Come è possibile stare vicini in queste situazioni al malato?
Come può resistere la famiglia in questi casi? Come si debbono comportare gli
amici e i conoscenti? E come può il malato stesso sopportare questo lento
ritiro delle sue funzioni e delle sue possibilità di partecipazione?
Riporto quello che mi hanno insegnato alcune esperienze che
ho condotto come psicologo accanto a persone malate di SLA e alle loro
famiglie.
La prima riflessione che immancabilmente facevo al termine di ogni visita domiciliare ai
malati e alle loro famiglie era più o
meno la seguente: la malattia è la stessa ma ciò che la trasforma in un inferno
insopportabile o in una condizione di vita speciale ma ugualmente vivibile è ciò
che si crea attorno ad essa ovvero le relazioni, gli affetti, le comunicazioni.
A volte mi lasciavo alle spalle situazioni di disperazione, rabbia, conflitto,
altre volte di tenerezza, intimità addirittura allegria.
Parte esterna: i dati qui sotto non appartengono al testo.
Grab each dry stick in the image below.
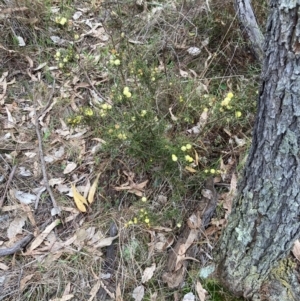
[35,81,60,215]
[0,165,17,209]
[0,218,51,257]
[0,234,34,257]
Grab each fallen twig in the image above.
[0,218,51,257]
[0,165,17,208]
[0,234,34,257]
[35,81,60,215]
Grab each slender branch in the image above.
[0,234,34,257]
[35,81,60,215]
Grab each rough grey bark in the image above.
[235,0,264,62]
[216,0,300,301]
Stessa malattia, mondi
emotivi e relazionali diversi.
Che cosa faceva questa differenza? Quali erano gli
ingredienti di un modo umano e comunque vitale di stare nella malattia? Ecco
alcune possibili risposte:
1.
La
vita al centro della scena o la malattia al centro della scena.
Le famiglie in cui si riesce a fare
spazio per interessarsi della vita, per partecipare delle relazioni esterne,
per fare entrare la vita dentro casa, sono famiglie in cui la malattia non è un
“convitato di pietra” terrorizzante e mortifero ma una presenza che, pur se ingombrante,
non spegne ogni altro motivo vitale.
2.
Famiglie
aperte e allargate o famiglie ristrette e chiuse.
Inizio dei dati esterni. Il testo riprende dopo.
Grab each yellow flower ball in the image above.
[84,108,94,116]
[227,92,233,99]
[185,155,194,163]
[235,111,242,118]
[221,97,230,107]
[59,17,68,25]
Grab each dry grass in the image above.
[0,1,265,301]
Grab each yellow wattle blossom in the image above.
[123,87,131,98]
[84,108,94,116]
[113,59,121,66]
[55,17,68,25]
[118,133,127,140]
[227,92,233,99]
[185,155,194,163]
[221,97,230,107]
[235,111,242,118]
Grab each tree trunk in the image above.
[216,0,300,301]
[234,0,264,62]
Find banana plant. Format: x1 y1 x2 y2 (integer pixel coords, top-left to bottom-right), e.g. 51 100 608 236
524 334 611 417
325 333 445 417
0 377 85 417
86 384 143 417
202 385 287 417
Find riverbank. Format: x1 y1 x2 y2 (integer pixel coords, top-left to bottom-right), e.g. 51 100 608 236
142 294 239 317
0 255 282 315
Le famiglie che possono contare su
molte relazioni, sulla presenza di amici, su legami di coesione sono in grado
di farcela, al contrario quando esistono già chiusure e conflitti, diffidenze e
sospettosità, la malattia e la gestione della stessa produce un escalation di
ritorsioni e frustrazioni che amplificano il malessere.
3.
Comunicazione
aperta delle emozioni e accettazione delle stesse
Le persone che riescono a parlare dei
loro stati d’animo, ad accettarli e condividerli hanno più possibilità di
gestirli. Se soprattutto tra i familiari si crea questo clima di apertura
emotiva, ci si può veramente sostenere a vicenda, senza paura di far soffrire
l’altro o di esprimere bisogni e paure.
4.
Riconoscere
i propri limiti e stanchezze e riuscire a trovare momenti di ricarica.
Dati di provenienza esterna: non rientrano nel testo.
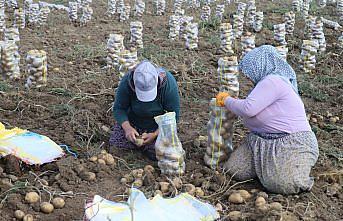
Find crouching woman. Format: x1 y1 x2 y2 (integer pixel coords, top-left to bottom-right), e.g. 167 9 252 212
110 61 180 160
217 45 319 194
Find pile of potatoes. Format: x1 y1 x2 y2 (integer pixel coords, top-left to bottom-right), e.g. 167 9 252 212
14 192 65 221
120 165 205 197
120 165 155 188
89 150 116 166
154 177 205 197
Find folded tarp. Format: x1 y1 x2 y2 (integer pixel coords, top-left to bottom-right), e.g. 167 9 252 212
85 188 219 221
0 123 64 165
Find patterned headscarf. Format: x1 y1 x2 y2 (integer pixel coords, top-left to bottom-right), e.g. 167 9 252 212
239 45 298 94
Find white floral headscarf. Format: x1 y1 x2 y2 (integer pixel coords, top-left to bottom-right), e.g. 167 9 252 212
239 45 298 94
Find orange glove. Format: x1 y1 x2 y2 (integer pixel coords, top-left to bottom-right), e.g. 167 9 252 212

Spesso i familiari più stretti
tendono a sentirsi in colpa se si prendono degli spazi per sé in cui svagarsi è
importante invece creare un equilibrio che preveda questi tempi per evitare un
esaurimento e il nascere di una frustrazione che porta alla disperazione.
5.
Non
aver paura a chiedere aiuto, a coinvolgere gli altri nella vicinanza alla
persona malata.
La famiglia talvolta si chiude sempre
di più, si genera una sorta di
progressivo isolamento dettato da una sorta di “imbarazzo” per la malattia. I
vicini, i conoscenti, vecchi amici, talvolta si allontanano. Non sanno cosa
fare, sono in difficoltà, si sentono impotenti. E’ fondamentale invece “abitare
le case in cui vivono gli ammalati” portare in esse le relazioni e la vita che
pulsa fuori, gli umori, le notizie, ecc. Certo con discrezione e il giusto
equilibrio, tuttavia abbiamo spesso lo stereotipo che “non si debba far
rumore”, che l’ammalato non vada disturbato. In realtà è la presenza della
malattia che ci disturba e ci allontana, contribuendo a creare attorno
all’ammalato un crescente isolamento. L’aspetto che in fondo fa più soffrire è
alla fine sempre questo: sentirsi isolati dal mondo. Questa condanna dipende
solo parzialmente dalla disabilità che la malattia produce, in realtà e
connessa ai nostri atteggiamenti, pregiudizi o blocchi emotivi. San Francesco,
dovette superare un’emozione intensa di paura per avvicinarsi ad un lebbroso vincere
l’isolamento in cui erano relegati. E’
questo che dobbiamo fare anche noi per avvicinare la persona malata vincendo in
fondo a noi quella oscura paura della malattia.